New East Digital Archive

Agasshin is the beauty zine giving Russians of colour the front page

7 October 2020

Globally, Russia is often perceived as homogeneously white. In fact, it has more than 185 distinct nationalities, as well as a long history of immigration.

Agasshin wants to recognise Russia’s multiethnicity. The new beauty zine explores the lives of ethnic minorities in modern Russia, offering a space to discuss the racism that permeates the existence of the lives of young Russians with multi-ethnic or indigenous origins.

“Through our content, we want to create a language for addressing racism which we are lacking so far,” reads the Agasshin manifesto, released in September. “We can’t tolerate that most Russians close their eyes to the hatred that non-Slavic people face every day, or that the media believe diversity is about using the formula: ‘white model + Black model + Asian model’. We can’t accept that we still have to prove the very existence of these problems since ‘there was no slavery in Russia, and therefore there’s no racism.’ And most of all we are sick and tired of how lonely and voiceless we feel.”

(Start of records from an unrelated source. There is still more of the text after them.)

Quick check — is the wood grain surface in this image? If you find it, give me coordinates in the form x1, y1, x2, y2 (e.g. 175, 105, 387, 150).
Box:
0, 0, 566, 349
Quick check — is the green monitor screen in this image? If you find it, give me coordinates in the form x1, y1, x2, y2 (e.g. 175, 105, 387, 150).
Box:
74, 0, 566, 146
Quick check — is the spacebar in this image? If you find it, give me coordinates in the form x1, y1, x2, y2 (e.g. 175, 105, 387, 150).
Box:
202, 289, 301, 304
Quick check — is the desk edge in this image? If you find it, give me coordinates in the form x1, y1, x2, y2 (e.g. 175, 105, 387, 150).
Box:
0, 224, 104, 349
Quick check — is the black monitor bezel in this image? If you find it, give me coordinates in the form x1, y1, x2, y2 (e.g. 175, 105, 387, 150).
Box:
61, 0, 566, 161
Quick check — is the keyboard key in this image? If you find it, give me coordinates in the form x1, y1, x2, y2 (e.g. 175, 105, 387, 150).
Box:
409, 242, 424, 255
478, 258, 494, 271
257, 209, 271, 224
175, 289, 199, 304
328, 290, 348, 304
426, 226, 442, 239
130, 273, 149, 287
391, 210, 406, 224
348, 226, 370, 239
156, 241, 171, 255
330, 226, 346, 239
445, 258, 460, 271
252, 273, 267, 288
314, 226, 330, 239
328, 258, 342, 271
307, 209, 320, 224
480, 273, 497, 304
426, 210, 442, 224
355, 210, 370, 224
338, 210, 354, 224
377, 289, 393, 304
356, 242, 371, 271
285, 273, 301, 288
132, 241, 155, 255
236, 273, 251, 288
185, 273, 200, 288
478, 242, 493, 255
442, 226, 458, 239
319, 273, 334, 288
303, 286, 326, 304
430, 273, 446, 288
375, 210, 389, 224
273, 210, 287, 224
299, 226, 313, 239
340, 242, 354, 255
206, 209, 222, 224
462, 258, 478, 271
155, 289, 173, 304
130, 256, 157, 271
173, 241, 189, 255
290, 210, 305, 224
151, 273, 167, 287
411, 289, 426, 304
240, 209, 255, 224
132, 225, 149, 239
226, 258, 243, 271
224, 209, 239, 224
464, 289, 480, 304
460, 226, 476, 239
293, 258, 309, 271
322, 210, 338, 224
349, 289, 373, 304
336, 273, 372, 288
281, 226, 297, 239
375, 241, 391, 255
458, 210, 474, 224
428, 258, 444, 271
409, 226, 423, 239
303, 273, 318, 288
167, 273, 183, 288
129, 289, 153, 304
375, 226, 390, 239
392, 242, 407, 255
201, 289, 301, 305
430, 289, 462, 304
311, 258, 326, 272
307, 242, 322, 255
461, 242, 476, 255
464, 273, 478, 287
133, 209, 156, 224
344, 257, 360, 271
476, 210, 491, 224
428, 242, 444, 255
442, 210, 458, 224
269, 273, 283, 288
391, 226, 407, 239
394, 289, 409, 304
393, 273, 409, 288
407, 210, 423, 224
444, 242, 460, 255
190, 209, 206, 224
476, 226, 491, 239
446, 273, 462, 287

Agasshin was founded in 2020 by Sonya Ahn with a group of her close friends. The immediate team includes editor Anya Ivleva, producer Anya Lupina, and photographers Dasha Zarubina and Marina Makeeva, but the founders are keen to find new collaborators.

At the same time, Agasshin is not simply a diversity platform, but a beauty zine. That notion of beauty certainly involves makeup, but also expands to the conversations about identity, self-expression, and self-love. Agasshin seeks to both redefine the eurocentric beauty standards and fight exotisisation, all while highlighting creativity of its community.

Agasshin’s first editorial features four heroines found through an Instagram open call. “It was important for us to do the first two shoots with anyone who wanted to take part, rather than experienced models with a large following,” Ahn says. “We wanted to emancipate our appearance, and show that it could exist in the public space or the media beyond an article about racism or an ad for Korean beauty products. We wanted these images to look mainstream – yet the way people praised our courage shows that there is a long way to go. These faces are human faces, which have equal rights for existence and representation.”